O consentimento da criança ou adolescente, ou o fato de ela exercer a prostituição, não descaracteriza o crime de submissão à prostituição ou exploração sexual previsto no Estatuto da Criança e do Adolescente (ECA). Com esse entendimento, a Quinta Turma do Superior Tribunal de Justiça (STJ) deu provimento a recurso especial interposto pelo Ministério Público do Rio Grande do Sul para restabelecer a condenação de dois homens por submeterem adolescente de 15 anos à prostituição.
Em 2002, o proprietário e o gerente de uma boate, localizada em Westfália (RS), foram denunciados pela prática do crime previsto no artigo 244-A do ECA (Lei 8.069/90): submeter criança ou adolescente à prostituição ou à exploração sexual.
Em primeira instância, eles foram condenados à pena de quatro anos e nove meses de reclusão, em regime fechado. Contra essa decisão, a defesa apelou ao Tribunal de Justiça do Rio Grande do Sul (TJRS), que absolveu os réus, com fundamento na anterior redação do artigo 386, inciso VI, do Código de Processo Penal (CPP): não existir prova suficiente para a condenação.
Segundo aquele tribunal, para a caracterização do crime de submissão de menor à prostituição, é necessário que haja conduta comissiva dos réus no sentido de impor a prática sexual à vítima, mediante pagamento.

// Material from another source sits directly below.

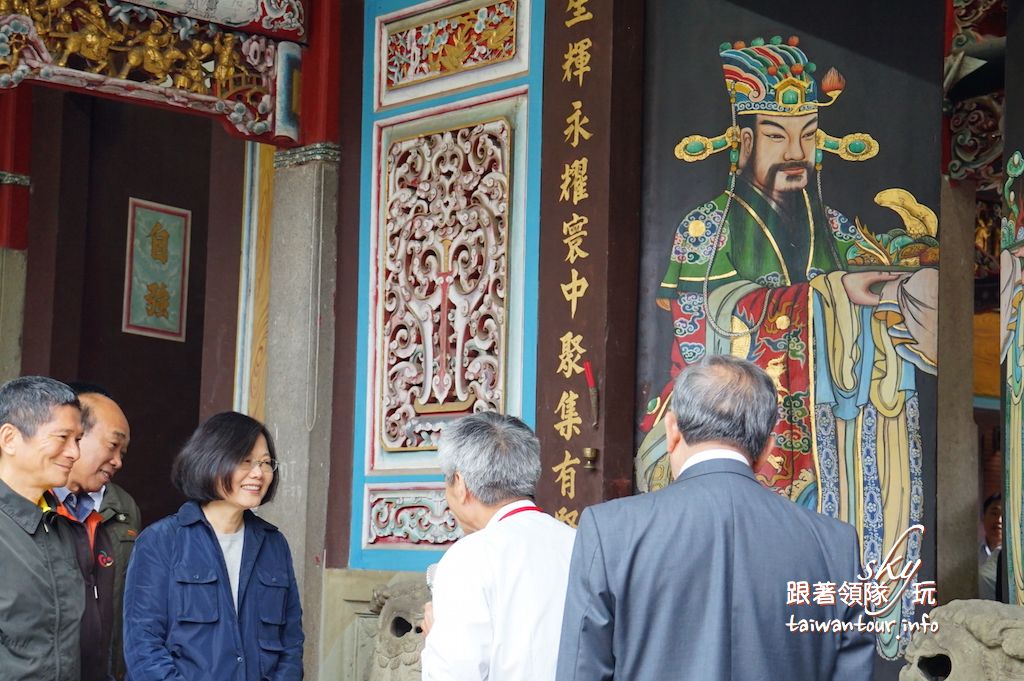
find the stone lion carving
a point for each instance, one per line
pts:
(399, 638)
(976, 640)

O tribunal considerou as provas de que a menor, com 15 anos na data em que fazia programas na boate, exercia por vontade própria a prostituição desde os 12 anos de idade e que, depois da prisão dos acusados, continuou fazendo programas.
Incapacidade de escolha
O Ministério Público estadual interpôs recurso especial no STJ sustentando que, para configurar o crime previsto no artigo 244-A do ECA, não é necessário que a vítima se oponha aos atos de coerção ou submissão, uma vez que o estatuto protetivo já pressupõe sua hipossuficiência volitiva, a ensejar maior tutela estatal.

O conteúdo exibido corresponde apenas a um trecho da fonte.